BACA JUGA: Warga Palabuhanratu Berhamburan, Rangkasbitung Diguncang Gempa 5.4 Magnitudo
Ia melanjutkan, apa yang terjadi di beberapa wilayah gempa tersebut adalah manifestasi pelepasan medan tegangan pada sumber gempa masing-masing. Masing-masing sumber gempa mengalami akumulasi medan tegangan sendiri-sendiri, mencapai stress maksimum sendiri-sendiri, hingga selanjutnya mengalami rilis energi sebagai gempa juga sendiri sendiri.
"Ini konsekuensi logis daerah dengan sumber gempa sangat aktif dan kompleks.
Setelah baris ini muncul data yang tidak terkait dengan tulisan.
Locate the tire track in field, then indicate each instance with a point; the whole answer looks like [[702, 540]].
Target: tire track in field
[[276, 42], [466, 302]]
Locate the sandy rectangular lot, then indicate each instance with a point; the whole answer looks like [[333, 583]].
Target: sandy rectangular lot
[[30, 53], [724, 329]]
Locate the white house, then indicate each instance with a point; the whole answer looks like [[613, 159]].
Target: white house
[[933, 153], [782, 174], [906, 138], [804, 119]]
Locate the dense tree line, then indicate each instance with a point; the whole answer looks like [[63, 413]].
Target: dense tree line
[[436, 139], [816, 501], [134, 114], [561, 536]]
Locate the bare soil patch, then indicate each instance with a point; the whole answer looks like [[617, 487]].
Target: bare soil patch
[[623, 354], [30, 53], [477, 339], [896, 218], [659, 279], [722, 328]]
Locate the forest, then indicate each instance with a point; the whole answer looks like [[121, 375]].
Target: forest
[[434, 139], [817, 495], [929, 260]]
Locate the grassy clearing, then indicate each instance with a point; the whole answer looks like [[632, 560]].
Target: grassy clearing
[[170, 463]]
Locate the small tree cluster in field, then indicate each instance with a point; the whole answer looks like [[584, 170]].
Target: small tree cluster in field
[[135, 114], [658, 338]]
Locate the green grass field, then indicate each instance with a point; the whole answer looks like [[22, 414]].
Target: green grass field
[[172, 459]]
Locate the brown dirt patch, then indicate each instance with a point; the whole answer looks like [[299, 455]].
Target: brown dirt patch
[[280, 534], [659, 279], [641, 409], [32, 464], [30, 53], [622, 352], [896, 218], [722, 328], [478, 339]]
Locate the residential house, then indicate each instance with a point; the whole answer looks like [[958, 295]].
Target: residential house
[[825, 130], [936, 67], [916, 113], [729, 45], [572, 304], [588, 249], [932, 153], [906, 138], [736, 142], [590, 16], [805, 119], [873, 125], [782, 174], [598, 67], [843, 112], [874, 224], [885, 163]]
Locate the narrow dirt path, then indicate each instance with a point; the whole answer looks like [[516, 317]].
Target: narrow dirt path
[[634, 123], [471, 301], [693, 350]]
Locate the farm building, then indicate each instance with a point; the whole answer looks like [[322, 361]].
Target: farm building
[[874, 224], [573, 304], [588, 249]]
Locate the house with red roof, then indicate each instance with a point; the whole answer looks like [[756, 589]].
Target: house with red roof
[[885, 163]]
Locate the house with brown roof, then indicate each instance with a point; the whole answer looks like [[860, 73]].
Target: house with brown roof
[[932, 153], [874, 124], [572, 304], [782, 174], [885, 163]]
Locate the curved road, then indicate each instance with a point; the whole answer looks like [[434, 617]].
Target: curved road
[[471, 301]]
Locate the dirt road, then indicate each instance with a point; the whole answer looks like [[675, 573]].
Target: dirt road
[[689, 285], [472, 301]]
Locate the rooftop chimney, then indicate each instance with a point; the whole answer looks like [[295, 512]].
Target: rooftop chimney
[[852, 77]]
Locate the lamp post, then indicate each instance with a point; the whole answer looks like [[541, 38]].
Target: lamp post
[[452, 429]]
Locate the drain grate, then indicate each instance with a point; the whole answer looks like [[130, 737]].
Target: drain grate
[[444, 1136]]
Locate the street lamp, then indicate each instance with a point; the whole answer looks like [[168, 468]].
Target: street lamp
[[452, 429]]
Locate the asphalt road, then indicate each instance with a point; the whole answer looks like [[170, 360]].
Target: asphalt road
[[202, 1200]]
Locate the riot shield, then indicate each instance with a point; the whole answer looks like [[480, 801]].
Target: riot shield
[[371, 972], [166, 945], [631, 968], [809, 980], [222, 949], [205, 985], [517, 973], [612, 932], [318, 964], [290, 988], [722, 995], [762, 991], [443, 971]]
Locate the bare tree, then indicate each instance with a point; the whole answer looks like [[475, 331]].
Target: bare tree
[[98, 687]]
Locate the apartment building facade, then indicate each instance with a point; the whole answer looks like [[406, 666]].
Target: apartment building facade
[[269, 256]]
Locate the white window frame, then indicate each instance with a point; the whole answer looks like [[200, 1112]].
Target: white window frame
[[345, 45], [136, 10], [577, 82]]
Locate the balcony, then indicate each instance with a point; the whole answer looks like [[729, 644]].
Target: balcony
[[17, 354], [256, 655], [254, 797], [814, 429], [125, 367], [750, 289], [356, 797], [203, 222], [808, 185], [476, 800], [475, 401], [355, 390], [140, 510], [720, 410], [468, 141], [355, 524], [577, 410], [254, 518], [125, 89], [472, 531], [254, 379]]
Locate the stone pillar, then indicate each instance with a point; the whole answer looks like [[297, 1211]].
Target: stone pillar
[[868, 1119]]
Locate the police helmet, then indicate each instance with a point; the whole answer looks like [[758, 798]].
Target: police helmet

Kita memang memiliki banyak sumber gempa sehingga jika terjadi gempa di tempat yang relatif berdekatan lokasinya dan terjadi dalam waktunya yang relatif berdekatan maka itu hanya kebetulan saja," tulisnya lagi.
Masih kata Daryono, apakah rentetan gempa ini sebagai pertanda akan terjadi gempa besar? Menurutnya hal ini sulit diprediksi, tetapi rentetan aktivitas gempa ini patut diwaspadai. Karena dalam ilmu gempa atau seismologi, khusunya pada teori tipe gempa itu ada tipe gempa besar yang kejadiannya diawali dengan gempa pendahuluan atau gempa pembuka.
"Setiap gempa besar hampir dipastikan didahului dengan rentetan aktivitas gempa pembuka. Tetapi rentetan gempa yang terjadi di suatu wilayah juga belum tentu berakhir dengan munculnya gempa besar. Inilah karakteristik ilmu gempa yang memiliki ketidakpastian (uncertainty) yang tinggi yang penting juga untuk kita pahami," imbuhnya.
BACA JUGA: 31 Menit Berselang Dari Rangkasbitung, Pangandaran Diguncang Gempa 5.0 Magnitudo
Ia juga menyikapi banyaknya pertanyaan masyarakat apakah gempa yang terjadi di Banten Selatan dan Selatan Garut (Pangandaran) bersumber dari sumber gempa yang sama? Ia memastikan kedua gempa tersebut bersumber dari sumber gempa yang berbeda.
Gempa Banten selatan, sebutnya, terjadi akibat adanya deformasi batuan pada slab Lempeng Indo-Australia di Zona Benioff di kedalaman 87 kilometer, sementara gempa selatan Garut dipicu oleh adanya deformasi batuan pada slab Lempeng Indo-Australia di Zona Megathrust. Jadi kedua gempa ini sumber gempanya berbeda," ujar Daryono.
Ia juga mencatat, guncangan gempa Magnotudo 5.1 yang bersumber di Banten Selatan sangat dirasakan di Jakarta karena adanya fenomena efek tapak (local site effect) dimana efek soft sedimen/tanah lunak yang tebal di Kota Jakarta memicu terjadinya resonansi gelombang gempa, sehingga guncangan gempa diamplifikasi, diperbesar guncangannya senhingga wilayah Jakarta sangat merasakan gempa tersebut.
"Dalam teori gempa disebutkan bahwa dampak gempa tidak saja akibat magnitudo gempa dan jaraknya dari sumber gempa, tetapi kondisi geologi setempat sangat menentukan dampak gempa," pungkasnya.